Born the son of a Czech count, Herbert Karel Angelo Kuchacevic ze Schluderpacheru in Prague, Lom gravitated to the theater as a youth but fled to England in 1939 ahead of the Nazi invasion of the country at the outbreak of World War Two. In London, he was able to find work on stage and screen in a variety of roles thanks to his European accent and piercing gaze. His first two big Hollywood roles came in the films The Seventh Veil (1945) and Jules Dassin’s classic noir Night And The City (1950).
In 1953 Lom created the role of the King in the Rogers and Hammerstein music The King And I for the show’s London East end production. Two years later, was cast in the classic dark comedy The Ladykillers, his first collaboration with future Pink Panther franchise co-star Sellers.
Lom would go on to appearances in films in a variety of genres including The Fire Down Below (1957) with Rita Hayworth and Robert Mitchum, Spartacus (1960), El Cid (1962), Hammer Studios’ 1962 version of The Phantom Of the Opera, the gory horror film Mark Of The Devil (1972), the spy spoof Hopscotch (1980) with Walter Matthau and David Cronenberg’s Dead Zone (1983). He would also play Napoleon Bonapart twice, first in The Young Mr. Pitt (1942) and then again in director King Vidor’s ambitious War And Peace (1956).

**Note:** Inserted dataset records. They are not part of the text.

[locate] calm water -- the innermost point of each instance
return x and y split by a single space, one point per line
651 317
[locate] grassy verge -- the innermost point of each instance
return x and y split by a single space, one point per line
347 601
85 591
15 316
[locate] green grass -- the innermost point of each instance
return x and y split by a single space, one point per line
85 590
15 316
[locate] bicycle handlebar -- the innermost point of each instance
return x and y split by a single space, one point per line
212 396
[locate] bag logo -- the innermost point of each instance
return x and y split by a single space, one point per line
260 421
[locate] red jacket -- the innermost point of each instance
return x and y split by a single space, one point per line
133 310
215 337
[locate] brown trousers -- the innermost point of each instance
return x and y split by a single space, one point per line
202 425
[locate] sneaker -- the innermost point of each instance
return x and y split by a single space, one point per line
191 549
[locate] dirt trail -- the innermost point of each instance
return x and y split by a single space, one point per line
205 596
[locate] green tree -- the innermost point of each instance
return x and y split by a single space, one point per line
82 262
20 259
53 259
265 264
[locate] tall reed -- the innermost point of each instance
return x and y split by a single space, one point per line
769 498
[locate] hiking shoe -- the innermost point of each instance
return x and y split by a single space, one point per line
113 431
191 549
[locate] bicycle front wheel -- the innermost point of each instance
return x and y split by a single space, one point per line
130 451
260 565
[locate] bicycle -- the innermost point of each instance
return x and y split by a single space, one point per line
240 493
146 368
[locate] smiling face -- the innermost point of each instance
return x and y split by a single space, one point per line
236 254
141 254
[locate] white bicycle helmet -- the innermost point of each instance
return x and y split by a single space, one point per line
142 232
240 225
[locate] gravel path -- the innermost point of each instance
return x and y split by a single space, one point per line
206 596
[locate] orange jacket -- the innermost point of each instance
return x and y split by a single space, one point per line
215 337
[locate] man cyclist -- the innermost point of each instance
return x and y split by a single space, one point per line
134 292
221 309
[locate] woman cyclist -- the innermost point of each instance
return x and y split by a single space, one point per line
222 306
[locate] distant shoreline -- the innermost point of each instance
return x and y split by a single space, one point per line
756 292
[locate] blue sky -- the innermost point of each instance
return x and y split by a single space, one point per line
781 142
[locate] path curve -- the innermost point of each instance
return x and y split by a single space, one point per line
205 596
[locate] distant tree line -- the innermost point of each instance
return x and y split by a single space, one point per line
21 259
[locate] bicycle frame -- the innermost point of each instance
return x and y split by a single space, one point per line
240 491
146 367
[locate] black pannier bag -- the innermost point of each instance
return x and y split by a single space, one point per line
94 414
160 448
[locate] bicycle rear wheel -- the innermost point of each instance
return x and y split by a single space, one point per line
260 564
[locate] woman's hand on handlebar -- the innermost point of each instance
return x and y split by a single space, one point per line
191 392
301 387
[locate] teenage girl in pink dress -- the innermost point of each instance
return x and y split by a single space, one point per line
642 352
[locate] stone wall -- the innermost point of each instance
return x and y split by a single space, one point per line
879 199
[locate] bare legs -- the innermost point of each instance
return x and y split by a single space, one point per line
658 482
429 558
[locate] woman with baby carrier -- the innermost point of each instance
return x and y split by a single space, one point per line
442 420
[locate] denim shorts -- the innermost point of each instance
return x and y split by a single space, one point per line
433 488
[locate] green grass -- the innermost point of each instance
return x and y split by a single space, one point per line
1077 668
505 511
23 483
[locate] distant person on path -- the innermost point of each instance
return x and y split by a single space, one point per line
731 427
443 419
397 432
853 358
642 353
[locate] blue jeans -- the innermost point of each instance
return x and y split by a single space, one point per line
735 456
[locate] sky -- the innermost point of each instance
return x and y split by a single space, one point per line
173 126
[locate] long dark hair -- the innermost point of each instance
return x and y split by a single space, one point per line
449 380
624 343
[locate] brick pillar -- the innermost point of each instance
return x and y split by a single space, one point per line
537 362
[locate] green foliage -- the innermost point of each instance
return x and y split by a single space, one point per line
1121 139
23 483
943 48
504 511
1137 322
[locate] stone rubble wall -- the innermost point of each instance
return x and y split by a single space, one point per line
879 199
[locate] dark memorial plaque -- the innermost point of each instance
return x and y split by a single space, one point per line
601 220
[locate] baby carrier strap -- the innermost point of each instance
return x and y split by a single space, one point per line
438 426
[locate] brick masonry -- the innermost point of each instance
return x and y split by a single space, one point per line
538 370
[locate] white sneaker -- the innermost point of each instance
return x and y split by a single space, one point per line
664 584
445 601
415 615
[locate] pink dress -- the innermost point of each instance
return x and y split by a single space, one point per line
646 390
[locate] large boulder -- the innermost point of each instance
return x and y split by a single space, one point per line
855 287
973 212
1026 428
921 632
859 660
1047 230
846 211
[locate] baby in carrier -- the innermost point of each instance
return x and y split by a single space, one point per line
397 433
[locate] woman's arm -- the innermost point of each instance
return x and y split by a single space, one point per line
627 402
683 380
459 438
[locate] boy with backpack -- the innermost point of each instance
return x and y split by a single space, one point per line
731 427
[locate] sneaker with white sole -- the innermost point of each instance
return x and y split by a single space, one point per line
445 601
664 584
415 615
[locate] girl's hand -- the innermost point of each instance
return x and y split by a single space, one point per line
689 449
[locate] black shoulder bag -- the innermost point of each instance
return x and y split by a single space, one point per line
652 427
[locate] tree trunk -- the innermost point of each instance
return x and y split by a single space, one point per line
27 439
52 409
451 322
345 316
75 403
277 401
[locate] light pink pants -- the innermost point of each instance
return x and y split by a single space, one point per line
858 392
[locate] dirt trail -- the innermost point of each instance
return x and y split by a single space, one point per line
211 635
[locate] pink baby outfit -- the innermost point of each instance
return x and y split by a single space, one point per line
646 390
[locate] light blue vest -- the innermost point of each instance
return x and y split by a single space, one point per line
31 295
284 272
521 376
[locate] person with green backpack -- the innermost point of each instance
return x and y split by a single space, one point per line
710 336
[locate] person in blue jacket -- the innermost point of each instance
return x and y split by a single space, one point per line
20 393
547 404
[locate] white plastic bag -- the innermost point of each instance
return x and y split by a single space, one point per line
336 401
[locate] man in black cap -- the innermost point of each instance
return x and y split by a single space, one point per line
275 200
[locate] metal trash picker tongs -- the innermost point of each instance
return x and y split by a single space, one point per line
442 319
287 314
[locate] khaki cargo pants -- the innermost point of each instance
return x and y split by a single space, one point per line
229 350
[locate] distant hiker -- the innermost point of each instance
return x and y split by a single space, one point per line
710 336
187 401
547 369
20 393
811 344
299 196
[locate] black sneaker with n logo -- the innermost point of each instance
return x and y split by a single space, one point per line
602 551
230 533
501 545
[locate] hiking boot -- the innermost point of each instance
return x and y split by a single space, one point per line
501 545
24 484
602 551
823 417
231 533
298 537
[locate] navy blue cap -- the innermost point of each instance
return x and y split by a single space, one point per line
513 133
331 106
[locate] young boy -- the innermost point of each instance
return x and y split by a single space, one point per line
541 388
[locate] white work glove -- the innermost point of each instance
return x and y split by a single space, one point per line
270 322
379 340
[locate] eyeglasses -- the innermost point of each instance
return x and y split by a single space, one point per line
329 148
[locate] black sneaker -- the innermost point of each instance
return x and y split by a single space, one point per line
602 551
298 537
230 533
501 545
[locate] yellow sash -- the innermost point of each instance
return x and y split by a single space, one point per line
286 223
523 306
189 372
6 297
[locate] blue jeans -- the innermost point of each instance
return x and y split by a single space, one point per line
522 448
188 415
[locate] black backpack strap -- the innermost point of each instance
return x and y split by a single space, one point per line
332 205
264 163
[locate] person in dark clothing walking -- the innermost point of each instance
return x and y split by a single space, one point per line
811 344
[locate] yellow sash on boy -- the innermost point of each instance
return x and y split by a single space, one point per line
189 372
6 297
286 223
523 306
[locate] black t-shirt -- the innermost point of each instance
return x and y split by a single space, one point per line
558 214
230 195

In a sadly ironic note, just earlier this week I was watching The Dark Tower, an early entry on Lom’s filmography. In it, he played a mysterious hypnotist who joins a struggling circus and who immediately gets designs on the trapeze-artist girlfriend of the show’s co-owner. As the villain of the piece, Lom gave a captivating performance, far better than the weird melodramatic nature of the script deserved.